Hipotecas al 100%: existen, pero son más caras y solo para perfiles solventes

Solo unos pocos bancos las conceden de forma excepcional. Los intereses pueden duplicar la media y suelen exigir un aval con una segunda vivienda o un avalista. Los programas de avales públicos para jóvenes están abriendo esta puerta en algunas entidades.

Si te estás planteando comprar piso y no tienes ni para la entrada, que sepas que las hipotecas al 100% existen, pero no son para cualquiera. Son las que financian todo el valor de la vivienda, sin que tengas que poner ese 20% de ahorro que pide la banca por norma. Suena bien, ¿verdad? El problema es que son mucho más caras, exigen ingresos altos y suelen pedir garantías extra como una segunda vivienda o un avalista que responda por ti. Vamos al grano.

¿De verdad existen las hipotecas al 100%?

Sí, aunque la mayoría de los bancos no las publicita. Solo un puñado de entidades las concede y siempre de forma excepcional, reservadas a clientes con un perfil financiero muy concreto. El único banco que comercializa abiertamente un producto con financiación al 100% es MyInvestor, y lo hace a través de una estructura en dos tramos: uno cubre el 80% del valor de la vivienda (como una hipoteca de toda la vida) y otro tramo financia el 20% restante, con tipos más altos o pidiendo avales.

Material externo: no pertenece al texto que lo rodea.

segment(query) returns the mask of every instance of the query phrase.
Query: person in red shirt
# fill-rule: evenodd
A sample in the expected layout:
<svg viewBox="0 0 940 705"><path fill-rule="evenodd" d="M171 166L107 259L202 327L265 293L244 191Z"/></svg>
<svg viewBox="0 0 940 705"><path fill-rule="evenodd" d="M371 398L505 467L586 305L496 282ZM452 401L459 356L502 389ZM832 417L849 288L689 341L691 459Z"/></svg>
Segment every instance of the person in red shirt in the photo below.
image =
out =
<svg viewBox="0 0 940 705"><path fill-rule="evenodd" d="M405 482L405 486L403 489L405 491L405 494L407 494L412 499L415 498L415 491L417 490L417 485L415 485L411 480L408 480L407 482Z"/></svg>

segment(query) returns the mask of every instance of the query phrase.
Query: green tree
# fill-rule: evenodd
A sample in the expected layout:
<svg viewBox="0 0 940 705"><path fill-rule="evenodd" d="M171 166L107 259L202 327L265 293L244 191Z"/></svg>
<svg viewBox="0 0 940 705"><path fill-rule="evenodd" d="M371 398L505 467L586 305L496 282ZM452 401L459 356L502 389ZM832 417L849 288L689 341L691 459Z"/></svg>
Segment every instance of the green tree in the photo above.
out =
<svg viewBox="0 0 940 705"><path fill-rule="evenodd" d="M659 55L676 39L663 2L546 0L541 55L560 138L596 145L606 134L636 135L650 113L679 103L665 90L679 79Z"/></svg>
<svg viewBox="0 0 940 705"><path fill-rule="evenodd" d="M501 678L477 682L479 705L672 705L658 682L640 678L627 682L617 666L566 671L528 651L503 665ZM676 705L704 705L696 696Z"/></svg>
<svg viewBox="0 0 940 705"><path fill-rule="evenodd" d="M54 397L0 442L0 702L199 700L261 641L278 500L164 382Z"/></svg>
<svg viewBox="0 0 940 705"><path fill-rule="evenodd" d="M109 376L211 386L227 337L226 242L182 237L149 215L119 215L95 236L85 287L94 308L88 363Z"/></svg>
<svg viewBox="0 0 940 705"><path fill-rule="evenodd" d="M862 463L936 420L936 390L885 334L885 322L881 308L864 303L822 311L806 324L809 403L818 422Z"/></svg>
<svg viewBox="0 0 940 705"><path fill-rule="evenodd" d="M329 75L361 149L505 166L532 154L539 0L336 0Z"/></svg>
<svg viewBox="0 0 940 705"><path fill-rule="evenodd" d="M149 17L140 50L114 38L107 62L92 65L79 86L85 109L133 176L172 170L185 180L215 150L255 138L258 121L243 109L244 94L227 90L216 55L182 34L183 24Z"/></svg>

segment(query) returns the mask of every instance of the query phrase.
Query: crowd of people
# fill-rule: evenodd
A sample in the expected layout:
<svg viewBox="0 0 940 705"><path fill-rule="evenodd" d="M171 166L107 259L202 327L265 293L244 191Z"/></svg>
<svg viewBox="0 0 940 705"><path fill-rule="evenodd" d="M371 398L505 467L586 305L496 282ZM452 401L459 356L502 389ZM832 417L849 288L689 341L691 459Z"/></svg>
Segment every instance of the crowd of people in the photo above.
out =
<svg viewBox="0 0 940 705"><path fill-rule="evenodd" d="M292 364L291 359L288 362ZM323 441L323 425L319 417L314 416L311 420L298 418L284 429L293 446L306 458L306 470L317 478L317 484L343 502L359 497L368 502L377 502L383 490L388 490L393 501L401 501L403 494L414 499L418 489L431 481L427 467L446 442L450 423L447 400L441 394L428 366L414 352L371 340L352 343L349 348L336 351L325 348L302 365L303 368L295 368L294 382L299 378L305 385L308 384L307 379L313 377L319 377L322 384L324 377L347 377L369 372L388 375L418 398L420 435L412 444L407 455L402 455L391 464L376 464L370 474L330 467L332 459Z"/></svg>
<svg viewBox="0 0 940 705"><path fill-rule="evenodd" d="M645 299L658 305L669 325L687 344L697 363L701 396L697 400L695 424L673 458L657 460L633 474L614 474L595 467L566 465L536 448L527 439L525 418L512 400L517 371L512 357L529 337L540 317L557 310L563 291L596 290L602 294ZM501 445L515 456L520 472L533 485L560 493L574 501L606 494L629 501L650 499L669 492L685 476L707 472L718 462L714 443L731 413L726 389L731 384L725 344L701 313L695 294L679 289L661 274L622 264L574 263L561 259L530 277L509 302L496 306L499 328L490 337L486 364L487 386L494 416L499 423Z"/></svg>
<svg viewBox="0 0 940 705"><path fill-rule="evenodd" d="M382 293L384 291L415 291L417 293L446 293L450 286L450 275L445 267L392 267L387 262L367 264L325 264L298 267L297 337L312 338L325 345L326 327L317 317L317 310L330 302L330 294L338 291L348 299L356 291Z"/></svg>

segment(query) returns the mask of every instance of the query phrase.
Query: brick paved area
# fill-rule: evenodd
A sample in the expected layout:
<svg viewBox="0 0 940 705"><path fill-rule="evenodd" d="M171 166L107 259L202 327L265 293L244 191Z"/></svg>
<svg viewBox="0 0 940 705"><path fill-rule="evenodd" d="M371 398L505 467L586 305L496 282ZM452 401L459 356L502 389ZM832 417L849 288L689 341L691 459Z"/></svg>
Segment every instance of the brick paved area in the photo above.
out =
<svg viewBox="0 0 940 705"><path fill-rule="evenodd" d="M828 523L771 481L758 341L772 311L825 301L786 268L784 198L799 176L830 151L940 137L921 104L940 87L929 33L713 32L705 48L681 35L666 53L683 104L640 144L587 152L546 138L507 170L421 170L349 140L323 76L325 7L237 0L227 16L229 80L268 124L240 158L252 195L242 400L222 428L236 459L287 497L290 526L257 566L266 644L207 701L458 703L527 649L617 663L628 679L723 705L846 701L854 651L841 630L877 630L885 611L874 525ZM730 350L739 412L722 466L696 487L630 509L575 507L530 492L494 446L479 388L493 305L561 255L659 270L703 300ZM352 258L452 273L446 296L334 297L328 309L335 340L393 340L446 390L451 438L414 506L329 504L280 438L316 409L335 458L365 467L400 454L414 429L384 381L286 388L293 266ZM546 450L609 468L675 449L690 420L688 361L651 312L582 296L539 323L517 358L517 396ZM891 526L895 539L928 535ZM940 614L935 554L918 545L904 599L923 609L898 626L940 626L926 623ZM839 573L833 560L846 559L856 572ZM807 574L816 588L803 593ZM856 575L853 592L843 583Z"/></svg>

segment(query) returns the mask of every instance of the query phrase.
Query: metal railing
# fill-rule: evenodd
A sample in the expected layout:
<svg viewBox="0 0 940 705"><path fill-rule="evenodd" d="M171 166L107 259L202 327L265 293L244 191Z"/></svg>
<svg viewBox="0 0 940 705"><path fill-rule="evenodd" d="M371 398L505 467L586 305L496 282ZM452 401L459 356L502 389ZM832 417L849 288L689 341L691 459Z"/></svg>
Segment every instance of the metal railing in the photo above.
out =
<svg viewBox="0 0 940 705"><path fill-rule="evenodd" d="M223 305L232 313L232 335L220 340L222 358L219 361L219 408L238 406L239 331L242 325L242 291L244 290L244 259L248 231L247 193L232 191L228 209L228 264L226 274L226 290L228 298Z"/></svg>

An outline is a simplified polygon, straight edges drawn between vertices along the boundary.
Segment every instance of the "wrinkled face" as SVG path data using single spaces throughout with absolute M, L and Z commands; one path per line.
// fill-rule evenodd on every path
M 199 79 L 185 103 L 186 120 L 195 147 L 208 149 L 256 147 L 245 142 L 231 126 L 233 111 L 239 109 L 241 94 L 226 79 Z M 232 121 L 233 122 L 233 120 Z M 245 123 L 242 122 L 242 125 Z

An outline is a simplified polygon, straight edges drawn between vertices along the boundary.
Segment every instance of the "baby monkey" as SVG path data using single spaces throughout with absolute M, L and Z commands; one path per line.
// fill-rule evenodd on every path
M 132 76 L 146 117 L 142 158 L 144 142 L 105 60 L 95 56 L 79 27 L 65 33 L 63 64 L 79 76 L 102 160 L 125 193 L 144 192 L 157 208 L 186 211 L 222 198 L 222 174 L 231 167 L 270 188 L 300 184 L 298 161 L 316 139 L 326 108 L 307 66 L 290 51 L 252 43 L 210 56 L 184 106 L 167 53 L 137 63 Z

El resto de bancos tradicionales admite que, en operaciones puntuales y para clientes muy solventes, pueden llegar hasta el 100%. Pero no hay un producto estándar disponible para cualquiera. La sombra de la burbuja inmobiliaria de 2008 es alargada y los supervisores financieros vigilan muy de cerca que no se repita el crédito fácil. Por eso la banca compite más por el cliente seguro que por el volumen de hipotecas, y estas financiaciones extremas se reservan para «casos muy concretos, bajo condiciones muy específicas y en un número reducido de casos», explica Jorge González-Iglesias Baeza, consejero delegado del bróker hipotecario Gibobs.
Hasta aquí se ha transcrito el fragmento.